Translating Shakespeare from English to Farsi to Dari
And of course all those difficulties were there and had to be overcome on a daily basis - finding a translation in Iran in Farsi and translating it into Dari, finding women who could act and who were willing to interact with men, and finding men who were willing to accept the women and not just give orders but listen to them.
Then there was getting everyone to come to rehearsals and not only show up as they pleased, getting actors to understand what they were saying and not change the text randomly if they felt there were any allusions to carnal love for example, and getting actors to remember what they'd rehearsed the day before - the list seemed endless and forever growing.
Taking ownership
Maybe the most difficult part of the work was to get everyone to leave the external warfare outside our garden, and to listen and find out what was really going on, when someone would stop looking at me and say to our translator Qais, "Tell Corinne Jan that..."
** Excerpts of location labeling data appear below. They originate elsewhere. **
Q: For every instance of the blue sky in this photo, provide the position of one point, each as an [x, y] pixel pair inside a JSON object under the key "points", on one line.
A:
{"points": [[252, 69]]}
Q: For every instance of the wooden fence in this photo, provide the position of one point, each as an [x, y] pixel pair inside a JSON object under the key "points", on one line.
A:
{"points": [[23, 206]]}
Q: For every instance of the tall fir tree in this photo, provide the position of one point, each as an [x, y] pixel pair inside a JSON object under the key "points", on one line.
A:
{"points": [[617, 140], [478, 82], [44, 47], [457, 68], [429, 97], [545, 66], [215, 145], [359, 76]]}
I wanted them to take ownership of the play, so that it became their piece of work and not just something that had once again been imposed upon them. It was their act of freedom, not mine. I realised that freedom is something that cannot be given to you, but that you have to grab and take and make yours.
Coming together
The miracle happened on the day of the performance in Babur's garden. Before the show, the actors all hugged each other and the women danced for the men as a warm-up and they even decided to share a dressing room with the men, giving the women the right to go first.
It all just happened in the end - and I don't know how.
It fell into place in the most unexpected way and we had a touching, fragile and most unusual show born out of the most difficult circumstances. And that is, I think, the great magic of this adventure, and in the end of the Afghan people.
'Love Is Not New in This Country' is broadcast on BBC Radio 3 at 9pm on Sunday 4 February.